Are you random yet? You should be random. Why aren't you random?


Wheee! It's that time o' the week - time to let all your randomness hang out. So c'mon - you've spent the weekend celebrating your independence, now join the damn crowd! Write a post that contains nary a segue, grab that funky purple button, and link up!

I'm tapping this out on my awkward laptop because I was working on a logo/business card for a friend (all my software is on here). The friend hasn't responded well to my usual approach to these requests, which is to ignore it and make excuses until they a) forget they asked in the first place, b) get pissed off enough to ask someone else or c) move on to some other kind of business endeavour. For some reason he keeps phoning no matter how often I grunt a non-response.

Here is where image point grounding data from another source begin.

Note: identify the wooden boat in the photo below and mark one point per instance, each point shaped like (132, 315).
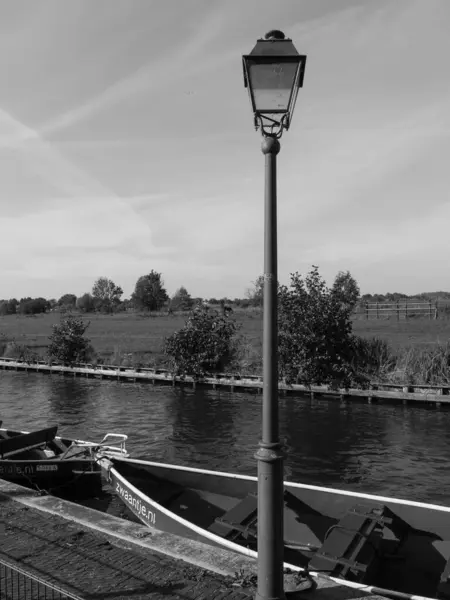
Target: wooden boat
(395, 548)
(44, 461)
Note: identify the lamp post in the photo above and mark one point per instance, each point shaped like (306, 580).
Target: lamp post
(273, 73)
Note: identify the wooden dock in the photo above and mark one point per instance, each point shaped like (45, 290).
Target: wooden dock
(377, 392)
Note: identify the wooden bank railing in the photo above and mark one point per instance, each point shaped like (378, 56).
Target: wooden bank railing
(18, 584)
(437, 395)
(403, 309)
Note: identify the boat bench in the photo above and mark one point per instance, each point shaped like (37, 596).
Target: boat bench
(351, 547)
(241, 519)
(443, 590)
(26, 441)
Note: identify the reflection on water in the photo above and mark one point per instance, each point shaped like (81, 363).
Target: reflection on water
(389, 450)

This friend is half responsible for my "I'm blogging" excuse, though. He was the one who said to me sometime last summer: "Do you have a blog? You should have a blog. Why don't you have a blog?".

Bet he's sorry now.

On a tangent that is totally unrelated because this is supposed to be random, that's pretty much how hubby and I got together. Someone said: "Are you dating? You should be dating. Why aren't you dating?"

And look how well that turned out. So, hey! High hopes for this whole blog thing.

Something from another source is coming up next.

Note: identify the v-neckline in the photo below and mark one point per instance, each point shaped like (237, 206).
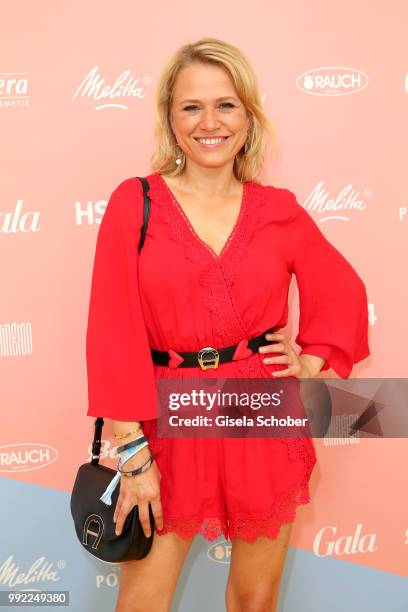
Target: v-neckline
(217, 256)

Yes, I am highly suggestible, why do you ask?

You ever have a whole post planned around photographic evidence that turns out to not look that impressive after all?

I hate that.

If my son makes it to adulthood with all his limbs and eyes and the majority of his skull intact, I'm throwing a huge fucking party. You read it here first.

What brought that on? Oh, just, EVERYTHING HE DOES.

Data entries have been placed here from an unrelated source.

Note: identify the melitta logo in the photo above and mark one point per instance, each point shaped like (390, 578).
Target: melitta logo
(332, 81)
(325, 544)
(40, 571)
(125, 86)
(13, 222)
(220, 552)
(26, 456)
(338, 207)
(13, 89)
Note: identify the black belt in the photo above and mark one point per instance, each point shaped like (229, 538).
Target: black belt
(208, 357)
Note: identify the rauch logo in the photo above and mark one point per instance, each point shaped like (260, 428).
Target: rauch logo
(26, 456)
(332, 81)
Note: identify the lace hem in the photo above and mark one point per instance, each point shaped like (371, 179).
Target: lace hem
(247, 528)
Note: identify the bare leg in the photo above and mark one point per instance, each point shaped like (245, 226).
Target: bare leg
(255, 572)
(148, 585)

I've been getting a LOT of google searches along the lines of "what to do with your girlfriend". I'm going to take the high road and assume these people are looking for date ideas, but I have no idea how they end up here. Hubby and I don't really get to go on dates anymore, and even when we did, we spent a lot of the time with our backs to each other on separate computers, playing MMOs. We're those uber geeky people whose avatars get married in-game.

Well, except for the part where I would never fucking do that.

At any rate, I totally don't recommend suggesting that as a fun date to the majority of girlfriends.

(Just the awesomest ones. Heh)

In New Zealand, an ad agency created a billboard that bleeds when it rains to remind people to drive according to the road conditions. Um, am I the only one who would drive into the fucking ditch after seeing a bleeding billboard?

Okay, gotta go continue my charity work now. Random it up, ya'll!*

*I feel I can say this because I'm still drinking mojitos.